Filed under Advertising, Computing, Internet, Marketing, Media, Retail

5 responses to “Advice For Your Startup – Web Site Design

  1. swissfondue

    and change the default text of your html 404 error page. Write something human like “Sorry, the page you wanted to access does not exist. To visit the homepage for please click here: .”

  2. swissfondue

    sorry, but above comment was partially deleted because I used some symbols in my comment which apparently are not allowed on your site.
    What I wanted to say is that it makes sense to provide a link to your home page on the error 404 page.

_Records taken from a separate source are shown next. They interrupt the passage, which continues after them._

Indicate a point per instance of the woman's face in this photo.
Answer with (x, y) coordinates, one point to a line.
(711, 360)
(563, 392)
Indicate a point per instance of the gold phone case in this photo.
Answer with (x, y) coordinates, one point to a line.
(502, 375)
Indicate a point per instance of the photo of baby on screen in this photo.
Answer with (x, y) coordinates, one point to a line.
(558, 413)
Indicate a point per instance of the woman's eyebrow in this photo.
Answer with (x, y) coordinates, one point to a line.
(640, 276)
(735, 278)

    (METROXING COMMENT: You’re right – that’s a good one to add.)

  3. I agree with your Flash comments. I’ve left so many sites that are “loading”. I get pissed off. Not to mention trying to bookmark a specific page within a site built just on flash.

  4. Way too many people think flash is the best of all worlds. To attract kids and people in their 20’s and lower 30’s, you have to make the site flash heavy.


    I hated what MTV did to their site. Tell me why half the time it crashed the web browser (IE, Firefox and Opera). What’s worst going to the site basically ment using 50 PERCENT OF YOUR CPU or more. The funniest part is that you could have all that animation without having the whole page be flash… its crazy to be so flash heavy. I can’t even go to the site anymore.

    And forget about the video area!

  5. I do not agree with using flash on web pages unless your goal not to be indexed in SEs.